Дракон в серых одеждах презрительно скривил губы. Теперь Артур понимал, кто стоит перед ним. Шэграл Крадхейк. Один из властителей дочеловеческой расы, потомок пришедших с небес чародеев, что открыли некогда тайны магии сидам и альвам.
«Мы и правда родичи», толкнулось в память чужое, чуждое воспоминание. Пришел, мимолетным видением, отзвуком, эхом — образ некогда великого Дома Драконов, стоявшего у основ этого мира. Много ветвей было в нем, но почти все ныне иссякли. Остались лишь две линии, Айтверны и Крадхейки, и последние их представители были братьями, имея разных отцов, но одну мать. Попытка сохранить чистоту крови, разбавленной браками с сидами.
Эта мысль обожгла Артура пламенем. Как может древний демон быть одной с ним крови? История Повелителя Тьмы упоминалась в хрониках — но о его родстве с домом Айтвернов не говорилось ни слова.
«Шэграл был мне старшим братом, — подумал тот, в чей разум Артур вошел. — Воспитывал, когда моего собственного отца не стало. Научил всему, что знал сам.
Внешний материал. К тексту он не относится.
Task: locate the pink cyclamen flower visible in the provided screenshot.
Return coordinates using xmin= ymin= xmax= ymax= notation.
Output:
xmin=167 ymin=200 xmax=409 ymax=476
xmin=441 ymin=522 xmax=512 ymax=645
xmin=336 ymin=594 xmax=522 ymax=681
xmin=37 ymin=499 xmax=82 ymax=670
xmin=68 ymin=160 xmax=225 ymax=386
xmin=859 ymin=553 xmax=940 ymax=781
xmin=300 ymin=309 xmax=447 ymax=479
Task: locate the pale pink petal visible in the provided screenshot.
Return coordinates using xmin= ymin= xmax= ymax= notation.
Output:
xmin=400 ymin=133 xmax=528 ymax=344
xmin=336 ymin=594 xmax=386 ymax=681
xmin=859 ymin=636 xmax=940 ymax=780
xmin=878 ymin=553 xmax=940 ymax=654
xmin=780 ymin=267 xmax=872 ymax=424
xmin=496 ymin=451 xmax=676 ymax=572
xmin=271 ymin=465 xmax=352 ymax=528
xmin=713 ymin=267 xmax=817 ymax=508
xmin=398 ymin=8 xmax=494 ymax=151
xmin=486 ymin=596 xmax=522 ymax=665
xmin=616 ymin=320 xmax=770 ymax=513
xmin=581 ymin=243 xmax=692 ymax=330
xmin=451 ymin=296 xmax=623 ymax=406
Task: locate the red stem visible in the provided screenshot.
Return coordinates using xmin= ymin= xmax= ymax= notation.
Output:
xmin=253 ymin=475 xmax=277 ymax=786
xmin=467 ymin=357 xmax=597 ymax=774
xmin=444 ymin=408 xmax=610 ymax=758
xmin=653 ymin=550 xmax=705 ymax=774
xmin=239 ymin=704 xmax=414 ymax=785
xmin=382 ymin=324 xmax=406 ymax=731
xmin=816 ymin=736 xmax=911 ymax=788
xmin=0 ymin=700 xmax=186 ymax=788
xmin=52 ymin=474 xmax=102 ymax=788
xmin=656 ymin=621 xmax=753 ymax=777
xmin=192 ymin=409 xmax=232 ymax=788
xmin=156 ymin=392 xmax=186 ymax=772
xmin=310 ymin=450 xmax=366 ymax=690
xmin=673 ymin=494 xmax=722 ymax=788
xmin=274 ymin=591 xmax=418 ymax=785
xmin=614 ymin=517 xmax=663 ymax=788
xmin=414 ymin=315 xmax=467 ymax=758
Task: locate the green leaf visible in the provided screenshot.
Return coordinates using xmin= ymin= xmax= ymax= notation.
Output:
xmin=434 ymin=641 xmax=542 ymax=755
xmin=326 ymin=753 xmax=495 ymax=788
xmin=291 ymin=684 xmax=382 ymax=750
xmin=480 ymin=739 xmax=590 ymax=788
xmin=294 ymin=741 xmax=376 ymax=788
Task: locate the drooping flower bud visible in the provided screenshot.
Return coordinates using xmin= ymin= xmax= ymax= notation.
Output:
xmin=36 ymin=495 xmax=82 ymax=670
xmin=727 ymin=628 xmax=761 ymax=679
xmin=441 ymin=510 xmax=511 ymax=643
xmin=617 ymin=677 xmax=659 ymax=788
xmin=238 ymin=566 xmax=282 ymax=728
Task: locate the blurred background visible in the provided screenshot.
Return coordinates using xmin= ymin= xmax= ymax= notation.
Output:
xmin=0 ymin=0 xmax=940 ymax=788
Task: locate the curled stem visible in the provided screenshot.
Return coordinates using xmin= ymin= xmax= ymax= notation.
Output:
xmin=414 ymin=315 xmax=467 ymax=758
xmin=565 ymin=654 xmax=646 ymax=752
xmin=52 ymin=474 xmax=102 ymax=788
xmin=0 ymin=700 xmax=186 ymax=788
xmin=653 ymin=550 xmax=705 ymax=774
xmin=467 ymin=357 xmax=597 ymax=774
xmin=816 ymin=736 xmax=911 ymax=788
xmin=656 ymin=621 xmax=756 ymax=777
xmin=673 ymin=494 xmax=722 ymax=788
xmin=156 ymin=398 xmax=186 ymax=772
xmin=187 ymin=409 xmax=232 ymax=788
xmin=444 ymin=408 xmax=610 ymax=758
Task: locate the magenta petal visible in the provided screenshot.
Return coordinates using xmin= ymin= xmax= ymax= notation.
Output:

Отрекся в мою пользу от главенства в нашем Великом Доме, сказав, что пора дать дорогу молодой поросли. Как вышло, что теперь мы враги?»
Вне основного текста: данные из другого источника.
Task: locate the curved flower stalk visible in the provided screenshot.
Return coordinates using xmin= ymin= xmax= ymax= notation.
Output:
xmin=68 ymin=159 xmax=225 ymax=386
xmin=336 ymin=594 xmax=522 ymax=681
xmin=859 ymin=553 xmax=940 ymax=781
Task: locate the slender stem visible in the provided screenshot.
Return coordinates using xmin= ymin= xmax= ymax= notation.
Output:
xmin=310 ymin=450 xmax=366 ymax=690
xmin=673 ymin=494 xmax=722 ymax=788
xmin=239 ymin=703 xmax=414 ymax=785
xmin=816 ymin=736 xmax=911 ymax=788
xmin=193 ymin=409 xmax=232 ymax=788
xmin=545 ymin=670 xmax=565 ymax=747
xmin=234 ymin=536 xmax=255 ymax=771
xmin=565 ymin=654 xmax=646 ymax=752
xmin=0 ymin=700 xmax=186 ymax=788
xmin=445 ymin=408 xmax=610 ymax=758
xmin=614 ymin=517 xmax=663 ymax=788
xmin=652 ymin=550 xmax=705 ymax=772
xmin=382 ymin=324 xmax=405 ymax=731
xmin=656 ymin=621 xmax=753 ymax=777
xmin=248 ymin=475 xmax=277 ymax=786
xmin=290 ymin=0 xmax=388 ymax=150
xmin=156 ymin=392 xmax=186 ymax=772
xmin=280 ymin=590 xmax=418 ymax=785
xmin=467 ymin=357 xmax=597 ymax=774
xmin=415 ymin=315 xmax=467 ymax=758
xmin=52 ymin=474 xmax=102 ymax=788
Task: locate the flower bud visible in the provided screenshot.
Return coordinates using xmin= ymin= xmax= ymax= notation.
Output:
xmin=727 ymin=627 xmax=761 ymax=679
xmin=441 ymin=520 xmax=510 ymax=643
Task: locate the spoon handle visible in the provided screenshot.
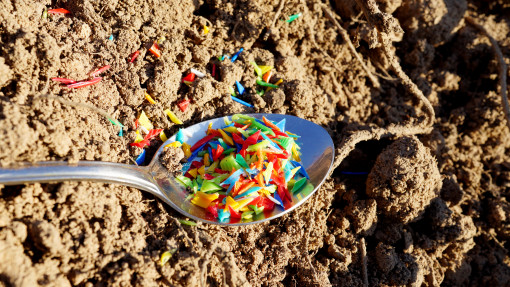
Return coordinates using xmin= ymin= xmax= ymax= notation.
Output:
xmin=0 ymin=161 xmax=160 ymax=194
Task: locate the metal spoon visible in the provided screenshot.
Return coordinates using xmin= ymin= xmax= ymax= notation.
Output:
xmin=0 ymin=114 xmax=334 ymax=226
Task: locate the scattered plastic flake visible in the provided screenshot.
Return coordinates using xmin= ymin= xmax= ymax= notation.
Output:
xmin=286 ymin=13 xmax=303 ymax=23
xmin=230 ymin=96 xmax=254 ymax=108
xmin=164 ymin=109 xmax=183 ymax=125
xmin=138 ymin=111 xmax=154 ymax=130
xmin=236 ymin=81 xmax=244 ymax=95
xmin=145 ymin=92 xmax=156 ymax=105
xmin=149 ymin=42 xmax=161 ymax=58
xmin=190 ymin=68 xmax=205 ymax=78
xmin=231 ymin=48 xmax=244 ymax=63
xmin=129 ymin=51 xmax=140 ymax=63
xmin=48 ymin=8 xmax=71 ymax=14
xmin=135 ymin=149 xmax=146 ymax=165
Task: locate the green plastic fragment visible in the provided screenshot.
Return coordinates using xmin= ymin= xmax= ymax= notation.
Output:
xmin=286 ymin=13 xmax=303 ymax=23
xmin=250 ymin=62 xmax=263 ymax=77
xmin=175 ymin=175 xmax=193 ymax=188
xmin=179 ymin=219 xmax=197 ymax=226
xmin=220 ymin=155 xmax=241 ymax=171
xmin=228 ymin=87 xmax=237 ymax=97
xmin=292 ymin=177 xmax=306 ymax=193
xmin=236 ymin=154 xmax=249 ymax=168
xmin=159 ymin=249 xmax=177 ymax=266
xmin=200 ymin=179 xmax=223 ymax=193
xmin=246 ymin=140 xmax=271 ymax=151
xmin=256 ymin=78 xmax=280 ymax=89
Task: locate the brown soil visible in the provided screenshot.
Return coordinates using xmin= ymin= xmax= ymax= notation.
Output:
xmin=0 ymin=0 xmax=510 ymax=286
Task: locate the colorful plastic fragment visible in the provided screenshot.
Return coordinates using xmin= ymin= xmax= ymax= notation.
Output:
xmin=164 ymin=109 xmax=183 ymax=125
xmin=236 ymin=81 xmax=244 ymax=95
xmin=230 ymin=96 xmax=254 ymax=108
xmin=231 ymin=48 xmax=244 ymax=63
xmin=176 ymin=114 xmax=310 ymax=222
xmin=129 ymin=51 xmax=140 ymax=63
xmin=66 ymin=77 xmax=102 ymax=89
xmin=149 ymin=42 xmax=161 ymax=58
xmin=286 ymin=13 xmax=303 ymax=23
xmin=48 ymin=8 xmax=71 ymax=14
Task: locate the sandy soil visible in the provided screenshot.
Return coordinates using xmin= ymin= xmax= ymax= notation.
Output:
xmin=0 ymin=0 xmax=510 ymax=286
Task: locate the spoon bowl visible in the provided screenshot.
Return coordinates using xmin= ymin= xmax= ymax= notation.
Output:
xmin=0 ymin=114 xmax=334 ymax=226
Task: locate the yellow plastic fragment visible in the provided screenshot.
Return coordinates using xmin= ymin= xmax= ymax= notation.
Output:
xmin=145 ymin=92 xmax=156 ymax=105
xmin=135 ymin=130 xmax=143 ymax=143
xmin=165 ymin=141 xmax=182 ymax=148
xmin=182 ymin=143 xmax=191 ymax=158
xmin=225 ymin=195 xmax=238 ymax=211
xmin=218 ymin=129 xmax=234 ymax=146
xmin=207 ymin=160 xmax=220 ymax=173
xmin=204 ymin=152 xmax=211 ymax=166
xmin=188 ymin=168 xmax=198 ymax=178
xmin=159 ymin=131 xmax=168 ymax=142
xmin=138 ymin=111 xmax=154 ymax=131
xmin=197 ymin=165 xmax=205 ymax=176
xmin=266 ymin=79 xmax=283 ymax=92
xmin=223 ymin=127 xmax=237 ymax=133
xmin=292 ymin=144 xmax=301 ymax=162
xmin=191 ymin=190 xmax=220 ymax=208
xmin=259 ymin=66 xmax=273 ymax=75
xmin=164 ymin=109 xmax=183 ymax=125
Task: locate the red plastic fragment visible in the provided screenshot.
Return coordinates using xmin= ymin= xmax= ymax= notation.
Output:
xmin=51 ymin=78 xmax=76 ymax=85
xmin=67 ymin=77 xmax=102 ymax=89
xmin=232 ymin=133 xmax=244 ymax=144
xmin=190 ymin=135 xmax=214 ymax=152
xmin=182 ymin=73 xmax=196 ymax=83
xmin=177 ymin=99 xmax=190 ymax=112
xmin=228 ymin=205 xmax=241 ymax=218
xmin=149 ymin=42 xmax=161 ymax=58
xmin=207 ymin=203 xmax=218 ymax=218
xmin=48 ymin=8 xmax=71 ymax=14
xmin=90 ymin=65 xmax=110 ymax=77
xmin=129 ymin=51 xmax=140 ymax=63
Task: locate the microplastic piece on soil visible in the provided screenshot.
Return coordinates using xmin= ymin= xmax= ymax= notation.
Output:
xmin=48 ymin=8 xmax=71 ymax=14
xmin=236 ymin=81 xmax=244 ymax=95
xmin=135 ymin=149 xmax=146 ymax=165
xmin=164 ymin=109 xmax=183 ymax=125
xmin=179 ymin=219 xmax=197 ymax=226
xmin=230 ymin=96 xmax=254 ymax=108
xmin=231 ymin=48 xmax=244 ymax=63
xmin=286 ymin=13 xmax=302 ymax=23
xmin=129 ymin=51 xmax=140 ymax=63
xmin=159 ymin=249 xmax=177 ymax=266
xmin=190 ymin=68 xmax=205 ymax=78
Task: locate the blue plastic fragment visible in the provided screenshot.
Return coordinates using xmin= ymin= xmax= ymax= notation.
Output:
xmin=230 ymin=96 xmax=253 ymax=108
xmin=289 ymin=160 xmax=310 ymax=179
xmin=188 ymin=143 xmax=207 ymax=162
xmin=234 ymin=186 xmax=262 ymax=200
xmin=260 ymin=133 xmax=282 ymax=150
xmin=340 ymin=171 xmax=368 ymax=175
xmin=135 ymin=149 xmax=145 ymax=165
xmin=175 ymin=129 xmax=184 ymax=144
xmin=236 ymin=81 xmax=244 ymax=95
xmin=218 ymin=209 xmax=230 ymax=221
xmin=275 ymin=119 xmax=285 ymax=133
xmin=232 ymin=48 xmax=244 ymax=62
xmin=273 ymin=192 xmax=283 ymax=206
xmin=181 ymin=162 xmax=191 ymax=173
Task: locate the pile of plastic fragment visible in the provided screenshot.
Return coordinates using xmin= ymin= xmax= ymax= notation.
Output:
xmin=171 ymin=114 xmax=309 ymax=223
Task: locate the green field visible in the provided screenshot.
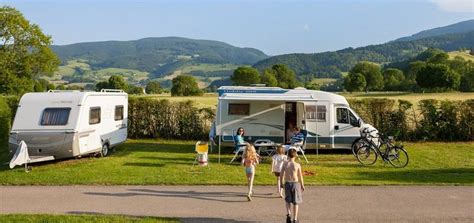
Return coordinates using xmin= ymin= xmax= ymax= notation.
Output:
xmin=48 ymin=60 xmax=149 ymax=83
xmin=0 ymin=140 xmax=474 ymax=185
xmin=142 ymin=92 xmax=474 ymax=108
xmin=0 ymin=214 xmax=180 ymax=223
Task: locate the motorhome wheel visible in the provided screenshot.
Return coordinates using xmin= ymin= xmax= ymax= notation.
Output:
xmin=100 ymin=143 xmax=109 ymax=157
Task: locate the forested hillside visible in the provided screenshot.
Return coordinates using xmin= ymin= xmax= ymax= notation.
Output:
xmin=254 ymin=31 xmax=474 ymax=78
xmin=52 ymin=37 xmax=267 ymax=73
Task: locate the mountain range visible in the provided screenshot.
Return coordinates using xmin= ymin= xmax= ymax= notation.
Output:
xmin=52 ymin=20 xmax=474 ymax=87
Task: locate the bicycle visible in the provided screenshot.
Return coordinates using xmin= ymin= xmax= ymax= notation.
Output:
xmin=355 ymin=127 xmax=409 ymax=168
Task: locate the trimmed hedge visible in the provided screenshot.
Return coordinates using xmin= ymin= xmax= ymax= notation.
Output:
xmin=128 ymin=97 xmax=215 ymax=139
xmin=349 ymin=99 xmax=474 ymax=141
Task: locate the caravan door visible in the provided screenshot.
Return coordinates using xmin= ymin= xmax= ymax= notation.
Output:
xmin=333 ymin=106 xmax=360 ymax=149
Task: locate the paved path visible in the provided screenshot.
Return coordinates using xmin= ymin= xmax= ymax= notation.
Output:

— Как же ты наивен, брат мой Эйдан! — продолжал меж тем Шэграл. — Как недальновиден! Как легко тебе оказалось поверить в то, во что хочется верить! И как просто закрыть глаза на неприятную правду. Дэглан Кардан будет нам другом, говоришь ты? Может, и будет. И другом нам будет его сын. И может даже внук. Но правнук… Неужели ты не в силах осознать столь простых вещей?! Люди недолговечны, их век исчезающе мал, их жизнь — все равно что в одночасье сгорающая свеча. Одни человеческие поколения сменяют другие прежде, чем мы успеваем оглянуться по сторонам, разобраться в их мечущейся круговерти. Сегодня они будут нам добрыми соседями, а завтра, когда мы ослабнем, когда уже сейчас начавшееся вырождение возьмет нас за горло, люди позарятся на наши колдовские сокровища и пойдут штурмом брать стены наших крепостей. А затем они примутся коверкать землю, извращая и уродуя ее. Я долго ходил меж ними и как следует изучил их породу. И я помню, какими они были прежде, пока прежний мир не сгорел.
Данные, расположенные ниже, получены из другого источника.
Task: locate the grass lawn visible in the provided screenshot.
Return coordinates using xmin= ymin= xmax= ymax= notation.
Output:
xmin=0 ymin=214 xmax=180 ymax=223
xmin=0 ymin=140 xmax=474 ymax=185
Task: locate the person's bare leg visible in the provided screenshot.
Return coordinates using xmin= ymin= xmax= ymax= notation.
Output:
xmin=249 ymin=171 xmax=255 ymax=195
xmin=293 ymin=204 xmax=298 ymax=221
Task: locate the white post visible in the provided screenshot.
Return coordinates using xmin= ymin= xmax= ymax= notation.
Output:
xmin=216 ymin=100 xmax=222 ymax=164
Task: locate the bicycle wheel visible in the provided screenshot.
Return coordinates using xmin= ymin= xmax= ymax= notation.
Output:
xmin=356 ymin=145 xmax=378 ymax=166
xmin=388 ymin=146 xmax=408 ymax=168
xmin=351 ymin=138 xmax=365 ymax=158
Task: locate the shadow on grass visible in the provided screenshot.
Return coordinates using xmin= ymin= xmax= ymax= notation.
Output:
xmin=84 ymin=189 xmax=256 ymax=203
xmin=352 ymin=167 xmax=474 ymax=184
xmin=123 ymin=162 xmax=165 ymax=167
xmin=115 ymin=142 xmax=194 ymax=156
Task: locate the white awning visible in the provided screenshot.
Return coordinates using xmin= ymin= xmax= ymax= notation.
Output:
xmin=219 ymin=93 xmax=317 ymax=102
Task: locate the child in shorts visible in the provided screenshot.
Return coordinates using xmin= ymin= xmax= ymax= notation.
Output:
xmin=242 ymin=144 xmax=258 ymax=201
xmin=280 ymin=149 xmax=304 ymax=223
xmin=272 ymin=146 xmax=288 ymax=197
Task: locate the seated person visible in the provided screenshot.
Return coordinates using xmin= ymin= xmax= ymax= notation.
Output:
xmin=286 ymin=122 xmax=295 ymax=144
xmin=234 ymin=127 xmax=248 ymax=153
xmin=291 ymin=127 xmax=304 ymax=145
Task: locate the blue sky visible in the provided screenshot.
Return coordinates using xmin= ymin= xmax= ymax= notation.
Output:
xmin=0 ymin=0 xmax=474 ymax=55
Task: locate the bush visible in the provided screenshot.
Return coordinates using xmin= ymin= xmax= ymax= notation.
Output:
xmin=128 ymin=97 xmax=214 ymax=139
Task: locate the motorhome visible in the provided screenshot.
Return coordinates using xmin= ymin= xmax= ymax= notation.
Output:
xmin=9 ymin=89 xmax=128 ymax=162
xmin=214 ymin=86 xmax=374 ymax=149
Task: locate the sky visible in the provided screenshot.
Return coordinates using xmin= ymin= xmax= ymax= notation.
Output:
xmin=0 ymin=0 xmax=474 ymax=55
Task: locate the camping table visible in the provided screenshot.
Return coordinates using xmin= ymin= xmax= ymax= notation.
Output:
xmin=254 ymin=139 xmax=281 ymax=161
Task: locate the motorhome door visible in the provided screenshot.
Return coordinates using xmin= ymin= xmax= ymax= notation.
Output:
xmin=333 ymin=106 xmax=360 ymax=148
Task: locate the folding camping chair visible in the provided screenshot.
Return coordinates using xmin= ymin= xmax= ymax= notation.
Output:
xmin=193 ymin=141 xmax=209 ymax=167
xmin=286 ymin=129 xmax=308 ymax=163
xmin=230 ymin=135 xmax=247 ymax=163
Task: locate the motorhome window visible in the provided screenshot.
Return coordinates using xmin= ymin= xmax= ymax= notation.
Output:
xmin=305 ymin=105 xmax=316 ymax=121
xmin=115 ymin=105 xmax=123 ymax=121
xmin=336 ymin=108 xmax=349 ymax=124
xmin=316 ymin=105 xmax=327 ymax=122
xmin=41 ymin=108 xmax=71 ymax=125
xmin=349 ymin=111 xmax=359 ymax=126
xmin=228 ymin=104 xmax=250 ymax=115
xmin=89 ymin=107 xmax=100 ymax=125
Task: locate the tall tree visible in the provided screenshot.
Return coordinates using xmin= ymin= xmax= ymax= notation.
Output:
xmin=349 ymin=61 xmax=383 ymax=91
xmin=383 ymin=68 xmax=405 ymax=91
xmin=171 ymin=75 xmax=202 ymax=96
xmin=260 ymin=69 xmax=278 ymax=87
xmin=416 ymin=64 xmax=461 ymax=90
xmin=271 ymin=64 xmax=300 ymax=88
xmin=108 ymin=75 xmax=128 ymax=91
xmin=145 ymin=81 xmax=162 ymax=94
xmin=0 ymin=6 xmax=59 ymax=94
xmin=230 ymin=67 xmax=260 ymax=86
Артур… нет, не Артур, его имя было Эйдан, он с окончательной ясностью осознал это только теперь, попробовал возразить:
— В тебе говорит сейчас страх перед будущим.
— Я не умею бояться! — ударил голосом, как хлыстом, собеседник, и метнувшийся от него льдисто-ртутный бич полоснул по траве, рассыпаясь на тающие звездочки. — Это в тебе говорит страх — перед правдой. Ты выгораживаешь людей не потому даже, чем веришь в их благородство, а потому, что человеческая девчонка похитила твое сердце! Ну, Эйдан, признай же мою правоту! Хоть раз окажись честен передо мной — и перед собой. Тебе же безразлично это мотыльковое племя, кабы не твоя сероглазая леди, ты бы и подумать не смел о союзе с людьми. Но ты влюблен, и за свою любовь простишь людям любое зло. И вместе с ними всадишь нам кинжал в горло.
— Ты ошибаешься, — с трудом ответил Эйдан. Его щеки горели. — Я люблю Гвендолин, не стану врать. Но это здесь не при чем.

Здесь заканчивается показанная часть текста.